After a several year hiatus, we visited Rochester, Minnesota over Valentine's Day weekend, seeing old friends and letting the boys play in the snow - a warming trend melted most of it away, but there was enough to go sledding.
Abby helped Michael and Jack get situated.
After that, Jack refused to go by himself - smart kid.
He even refused to ride in front. Smart kid.
After that, Jack refused to go by himself - smart kid.
He even refused to ride in front. Smart kid.
Aunt Mary introduced M & J to her folk harp, where they transferred their Suzuki lessons.
There were whimsical ice sculptures downtown. A martini-serving penguin.
That's a real glass.
That's a real glass.
And Larry, a friend from old L'Abri days in Switzerland, where we caught up and traded notes on how our mutual buddies have been doing.
Didn't take long after landing to remember the warmth and friendliness of the Midwesterners, although Rochester - home to Mayo Clinic - has a local reputation for kindness, perhaps, due to the presence of many folks all over the world who come hoping to better a desperate medical condition.
For a small-town in an obscure area, Rochester gets an international crowd, due to Mayo's medical school and clinic. Walk through the Kahler Hotel lobby and you are apt to see Arab shieks, evangelical televangelists, US senators, and everybody else. 60 years ago, you might have even seen my father, who was a chick-sexer at a downtown hatchery!
Before running small businesses, my father was a Japanese chick-sexer (Google that at your own risk), which, apparently, was a skill invented by Japanese in the 1920s and exported to the US and Brazil. Likened to chess (or Go?), it is based upon pattern recognition underneath the skin of baby chicks, so is extremely difficult for most of us to ever learn. He did this seasonally in the Midwest (my brother was born in Albert Lea, MN), until settling the family down in LA. I have kept his chick-sexing aprons, certificate card, and remember well the overhead lamps he hung as he worked through the night. I would occasionally accompany him on trips to hatcheries throughout MN and South Dakota, where he worked night shifts. We had baby chicks as pets, and always seemed to have an unusual supply of eggs in the garage fridge.

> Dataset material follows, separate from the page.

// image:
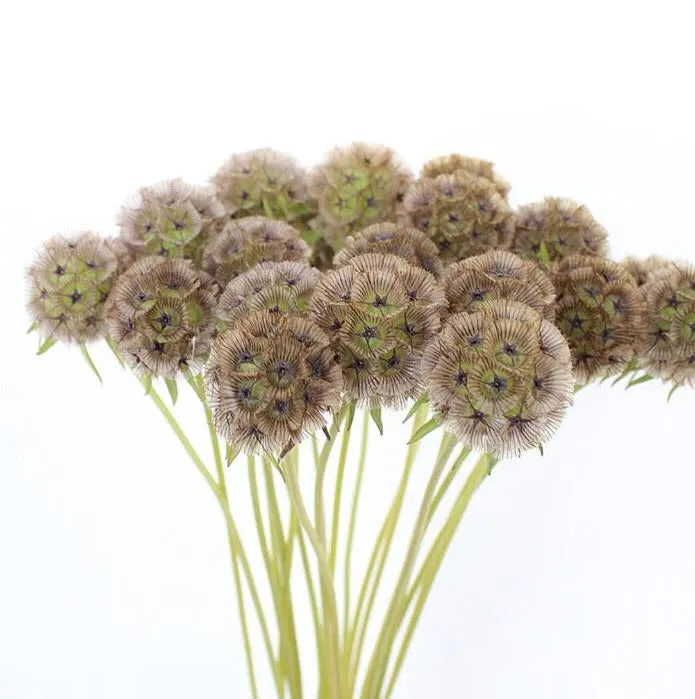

Chick-sexing died out, so my folks turned to grocery and liquor stores. It was a tough transition, and I recall some embarrassment living amongst other kids' whose folks were professionals of some stripe. Was my dad a migrant farmer? OMG. Still, the back-and-forth crisscrossing between CA and MN - hitting every national park and obscure highway in-between - fueled my imagination and sense of regional belonging (or lack thereof).